It is seen that this invention provides a self-locking handle for printed circuit boards or other similar devices. Although this invention has been described with respect to particular embodiments thereof, it is not to be so limited, as changes and modifications may be made therein which are within the spirit and scope of the invention as defined by the appended claims.
1. A flexible handle in combination With a planar member, the handle connectable to the edge of the planar member, the handle comprising a center portion and a pair of end portions, each of said end portions formed with a slot into which the planar member is received, a pair of pins extending from the planar member on either side thereof and passing through loose openings formed through the end portions of the handle to permit the handle to flex.
2. A self-locking handle in combination with a planar member, said handle comprising a flexible center portion and formed with enlarged ends, said enlarged ends formed with locking lips, said enlarged ends formed with slots into which the end of the planar member is received and means for attaching the ends of said handle pivotally and slidably to the planar member.
3. The combination according to claim 2 wherein the means for attaching the ends of said handle member to the planar member comprise transverse slots formed through the two enlarged ends, a first pin passing through the slots in the first end and attached to the planar member, and a second pin passing through the slots in the second end and attached to the planar member.
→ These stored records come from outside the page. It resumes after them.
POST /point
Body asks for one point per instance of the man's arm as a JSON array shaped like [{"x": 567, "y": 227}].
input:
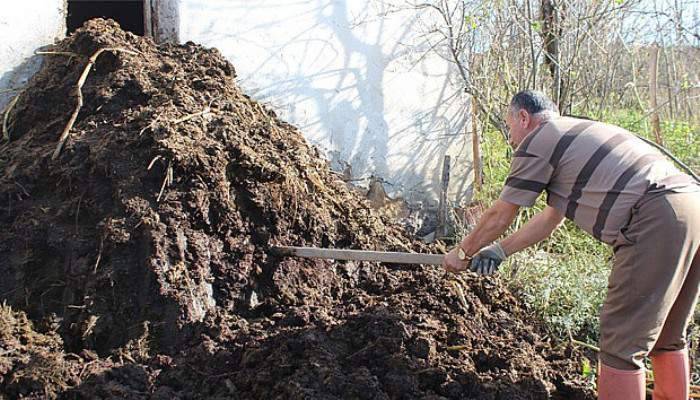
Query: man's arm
[{"x": 535, "y": 230}]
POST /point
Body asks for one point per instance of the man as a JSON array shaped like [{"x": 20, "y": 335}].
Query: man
[{"x": 625, "y": 193}]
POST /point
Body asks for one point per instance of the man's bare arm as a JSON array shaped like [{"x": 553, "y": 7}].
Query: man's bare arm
[{"x": 535, "y": 230}]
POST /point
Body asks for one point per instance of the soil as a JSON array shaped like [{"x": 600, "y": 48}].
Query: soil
[{"x": 137, "y": 264}]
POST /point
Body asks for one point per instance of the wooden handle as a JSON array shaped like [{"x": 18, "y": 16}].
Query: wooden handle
[{"x": 359, "y": 255}]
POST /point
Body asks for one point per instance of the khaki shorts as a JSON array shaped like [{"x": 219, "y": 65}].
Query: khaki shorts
[{"x": 653, "y": 287}]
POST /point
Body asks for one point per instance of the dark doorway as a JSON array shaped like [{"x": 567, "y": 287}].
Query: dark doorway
[{"x": 128, "y": 13}]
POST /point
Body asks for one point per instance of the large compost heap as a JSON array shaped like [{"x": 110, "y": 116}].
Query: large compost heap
[{"x": 136, "y": 264}]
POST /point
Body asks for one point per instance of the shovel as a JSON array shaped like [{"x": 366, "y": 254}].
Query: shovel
[{"x": 390, "y": 257}]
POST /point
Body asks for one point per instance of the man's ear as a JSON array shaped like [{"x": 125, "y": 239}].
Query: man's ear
[{"x": 523, "y": 118}]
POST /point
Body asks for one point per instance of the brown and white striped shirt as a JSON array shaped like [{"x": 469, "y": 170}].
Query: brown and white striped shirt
[{"x": 594, "y": 173}]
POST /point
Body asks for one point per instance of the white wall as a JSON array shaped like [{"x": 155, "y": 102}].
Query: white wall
[
  {"x": 354, "y": 76},
  {"x": 25, "y": 26}
]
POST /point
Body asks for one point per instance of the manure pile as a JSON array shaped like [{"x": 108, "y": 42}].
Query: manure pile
[{"x": 135, "y": 265}]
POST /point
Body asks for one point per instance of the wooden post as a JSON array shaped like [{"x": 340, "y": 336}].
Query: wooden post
[
  {"x": 476, "y": 163},
  {"x": 147, "y": 19},
  {"x": 653, "y": 72}
]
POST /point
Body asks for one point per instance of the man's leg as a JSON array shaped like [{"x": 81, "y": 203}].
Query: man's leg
[{"x": 651, "y": 264}]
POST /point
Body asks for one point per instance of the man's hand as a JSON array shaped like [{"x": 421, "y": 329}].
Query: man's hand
[
  {"x": 487, "y": 260},
  {"x": 452, "y": 263}
]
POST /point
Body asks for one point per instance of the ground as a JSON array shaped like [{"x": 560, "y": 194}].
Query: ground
[{"x": 136, "y": 264}]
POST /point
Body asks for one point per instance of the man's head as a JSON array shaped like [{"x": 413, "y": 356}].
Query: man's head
[{"x": 527, "y": 110}]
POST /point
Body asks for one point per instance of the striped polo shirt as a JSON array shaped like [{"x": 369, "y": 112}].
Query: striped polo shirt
[{"x": 593, "y": 173}]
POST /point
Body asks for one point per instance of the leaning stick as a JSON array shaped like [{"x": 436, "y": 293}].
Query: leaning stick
[{"x": 78, "y": 89}]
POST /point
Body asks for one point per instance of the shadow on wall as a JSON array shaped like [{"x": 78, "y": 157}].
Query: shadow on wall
[
  {"x": 166, "y": 21},
  {"x": 345, "y": 72}
]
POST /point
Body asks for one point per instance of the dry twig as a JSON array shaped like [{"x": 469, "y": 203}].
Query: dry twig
[{"x": 79, "y": 92}]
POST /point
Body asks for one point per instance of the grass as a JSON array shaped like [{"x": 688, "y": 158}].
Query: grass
[{"x": 564, "y": 278}]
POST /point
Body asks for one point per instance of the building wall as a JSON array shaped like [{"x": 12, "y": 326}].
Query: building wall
[
  {"x": 356, "y": 76},
  {"x": 26, "y": 26}
]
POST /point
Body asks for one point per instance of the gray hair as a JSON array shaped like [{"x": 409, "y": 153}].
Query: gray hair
[{"x": 535, "y": 103}]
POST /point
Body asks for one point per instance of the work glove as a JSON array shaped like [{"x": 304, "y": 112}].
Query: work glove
[{"x": 487, "y": 260}]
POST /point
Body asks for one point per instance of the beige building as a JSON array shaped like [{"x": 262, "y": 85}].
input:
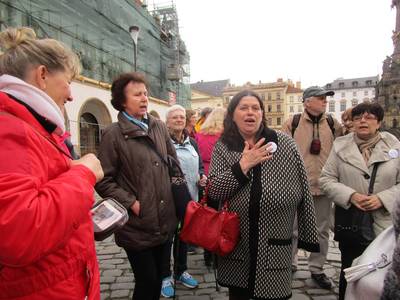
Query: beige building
[
  {"x": 294, "y": 100},
  {"x": 208, "y": 94},
  {"x": 91, "y": 111},
  {"x": 274, "y": 95}
]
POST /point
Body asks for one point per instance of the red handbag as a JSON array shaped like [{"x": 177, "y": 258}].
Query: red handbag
[{"x": 215, "y": 231}]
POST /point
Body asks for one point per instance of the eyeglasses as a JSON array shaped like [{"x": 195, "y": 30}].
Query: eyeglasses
[{"x": 366, "y": 116}]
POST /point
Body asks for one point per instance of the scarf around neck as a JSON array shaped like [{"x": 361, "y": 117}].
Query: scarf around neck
[
  {"x": 38, "y": 100},
  {"x": 366, "y": 146}
]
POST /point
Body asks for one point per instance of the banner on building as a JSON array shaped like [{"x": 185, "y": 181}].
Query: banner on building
[{"x": 172, "y": 98}]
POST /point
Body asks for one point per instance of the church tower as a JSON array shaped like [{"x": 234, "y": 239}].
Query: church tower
[{"x": 388, "y": 89}]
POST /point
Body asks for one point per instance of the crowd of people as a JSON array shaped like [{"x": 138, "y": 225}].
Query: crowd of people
[{"x": 289, "y": 188}]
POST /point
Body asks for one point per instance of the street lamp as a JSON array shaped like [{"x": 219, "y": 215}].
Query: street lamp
[{"x": 134, "y": 31}]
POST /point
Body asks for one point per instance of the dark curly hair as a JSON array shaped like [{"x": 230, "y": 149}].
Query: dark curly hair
[
  {"x": 369, "y": 107},
  {"x": 118, "y": 88},
  {"x": 231, "y": 133}
]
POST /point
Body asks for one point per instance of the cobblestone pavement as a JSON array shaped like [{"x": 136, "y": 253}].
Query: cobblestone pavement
[{"x": 117, "y": 280}]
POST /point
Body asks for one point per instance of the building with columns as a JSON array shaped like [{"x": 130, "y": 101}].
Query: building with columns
[
  {"x": 350, "y": 92},
  {"x": 98, "y": 31}
]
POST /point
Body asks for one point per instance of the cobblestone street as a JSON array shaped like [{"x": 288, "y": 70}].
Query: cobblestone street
[{"x": 117, "y": 277}]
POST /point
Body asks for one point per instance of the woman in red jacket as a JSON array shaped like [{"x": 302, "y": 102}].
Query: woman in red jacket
[{"x": 46, "y": 248}]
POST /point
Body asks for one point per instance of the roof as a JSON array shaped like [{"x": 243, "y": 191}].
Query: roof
[
  {"x": 352, "y": 83},
  {"x": 214, "y": 88},
  {"x": 293, "y": 90}
]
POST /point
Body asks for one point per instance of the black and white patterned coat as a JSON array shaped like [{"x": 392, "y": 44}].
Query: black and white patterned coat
[{"x": 266, "y": 201}]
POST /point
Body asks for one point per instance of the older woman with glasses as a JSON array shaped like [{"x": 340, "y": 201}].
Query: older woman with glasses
[{"x": 347, "y": 174}]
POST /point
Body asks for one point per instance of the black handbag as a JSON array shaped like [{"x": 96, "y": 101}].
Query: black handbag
[{"x": 353, "y": 224}]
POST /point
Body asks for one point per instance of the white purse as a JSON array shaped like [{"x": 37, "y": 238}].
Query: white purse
[{"x": 366, "y": 276}]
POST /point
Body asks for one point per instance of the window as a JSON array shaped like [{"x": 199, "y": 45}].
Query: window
[
  {"x": 342, "y": 105},
  {"x": 332, "y": 106}
]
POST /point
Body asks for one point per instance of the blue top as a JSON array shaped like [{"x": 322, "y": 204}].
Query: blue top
[{"x": 189, "y": 161}]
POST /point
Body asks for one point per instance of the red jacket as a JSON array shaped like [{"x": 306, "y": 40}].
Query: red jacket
[
  {"x": 46, "y": 246},
  {"x": 206, "y": 144}
]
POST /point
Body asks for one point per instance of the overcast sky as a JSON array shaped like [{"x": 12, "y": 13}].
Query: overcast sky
[{"x": 315, "y": 41}]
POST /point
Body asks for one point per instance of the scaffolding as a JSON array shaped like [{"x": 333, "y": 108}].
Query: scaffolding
[
  {"x": 98, "y": 32},
  {"x": 177, "y": 71}
]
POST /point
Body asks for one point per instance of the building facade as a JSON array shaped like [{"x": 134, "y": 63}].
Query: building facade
[
  {"x": 388, "y": 88},
  {"x": 349, "y": 93},
  {"x": 98, "y": 32},
  {"x": 208, "y": 94},
  {"x": 294, "y": 100}
]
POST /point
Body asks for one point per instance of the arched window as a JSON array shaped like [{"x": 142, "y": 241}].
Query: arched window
[
  {"x": 342, "y": 105},
  {"x": 332, "y": 106},
  {"x": 89, "y": 133}
]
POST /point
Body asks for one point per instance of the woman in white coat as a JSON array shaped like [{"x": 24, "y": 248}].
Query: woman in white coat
[{"x": 346, "y": 176}]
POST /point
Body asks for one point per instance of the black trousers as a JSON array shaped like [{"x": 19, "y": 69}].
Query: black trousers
[
  {"x": 180, "y": 258},
  {"x": 146, "y": 267},
  {"x": 349, "y": 251}
]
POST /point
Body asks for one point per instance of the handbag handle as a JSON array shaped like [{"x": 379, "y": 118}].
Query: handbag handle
[
  {"x": 372, "y": 180},
  {"x": 203, "y": 200}
]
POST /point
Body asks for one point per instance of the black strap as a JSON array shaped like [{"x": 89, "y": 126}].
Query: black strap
[
  {"x": 296, "y": 120},
  {"x": 331, "y": 124},
  {"x": 295, "y": 123},
  {"x": 44, "y": 137},
  {"x": 372, "y": 180}
]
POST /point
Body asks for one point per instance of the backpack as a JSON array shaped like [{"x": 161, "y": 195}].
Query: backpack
[{"x": 296, "y": 120}]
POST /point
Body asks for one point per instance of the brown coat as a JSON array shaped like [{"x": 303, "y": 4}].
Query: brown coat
[
  {"x": 133, "y": 171},
  {"x": 303, "y": 137}
]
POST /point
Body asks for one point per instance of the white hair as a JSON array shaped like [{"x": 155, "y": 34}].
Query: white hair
[{"x": 173, "y": 108}]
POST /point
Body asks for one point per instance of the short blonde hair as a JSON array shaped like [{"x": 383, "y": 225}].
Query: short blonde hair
[
  {"x": 214, "y": 123},
  {"x": 22, "y": 51}
]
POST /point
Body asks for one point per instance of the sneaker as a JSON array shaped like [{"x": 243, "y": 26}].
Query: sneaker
[
  {"x": 187, "y": 280},
  {"x": 322, "y": 280},
  {"x": 167, "y": 288}
]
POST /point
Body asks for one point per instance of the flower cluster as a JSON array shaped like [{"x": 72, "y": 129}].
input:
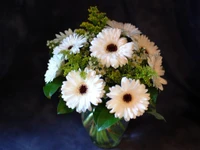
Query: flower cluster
[{"x": 107, "y": 62}]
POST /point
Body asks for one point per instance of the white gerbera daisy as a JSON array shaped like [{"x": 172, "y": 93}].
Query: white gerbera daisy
[
  {"x": 110, "y": 49},
  {"x": 155, "y": 62},
  {"x": 127, "y": 28},
  {"x": 61, "y": 35},
  {"x": 150, "y": 47},
  {"x": 80, "y": 93},
  {"x": 73, "y": 43},
  {"x": 128, "y": 101},
  {"x": 54, "y": 66}
]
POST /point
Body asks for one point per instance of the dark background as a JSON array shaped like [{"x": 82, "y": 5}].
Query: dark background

4. The combination according to claim 3 a portion of the planar member adjacent to the center portion of the handle removed to form an indention.
5. The combination according to claim 4 including a pair of nipples formed on the back side of the handle member at opposite sides of the indention in the planar member to form pivot points by contacting the end of the planar member.
6. The combination of a locking handle a card and a card cage, said cage comprising a frame member having top and bottom slotted guides connected at one end and open at the other end and formed with top and bottom locking means with the locking means engageable with the open ends of the slotted guides, said card slidably received in said top and bottom guides, said flexible handle attached to the outer edge of said card by transverse pins attached to the card and extending through slots formed in the flexible handle and formed with locking lips detachably connectable to the locking means of the frame member.
7. The combination according to claim 6 wherein a portion is removed from the center of the edge of the card upon which the flexible handle is attached.
8. The combination of a planar member and holder and means to lock the member to the holder, said holder having upper and lower slotted guides connected together at one end, the outer ends of said upper and lower slotted guides formed with locking lips, said means including a flexible handle with opposite ends having means pivotally and slidably connected to the outer edge of the planar member and the ends of said flexible handle formed with locking extensions engageable with the locking lips of said upper and lower guides to lock the planar member to the holder.
9. The combination according to claim 8 wherein the ends of the flexible handle are formed with cammed surfaces on the side toward the planar member to allow camming of the ends of the flexible handle as the planar member is inserted into the upper and lower guides to cause the locking extensions to lock with the locking lips.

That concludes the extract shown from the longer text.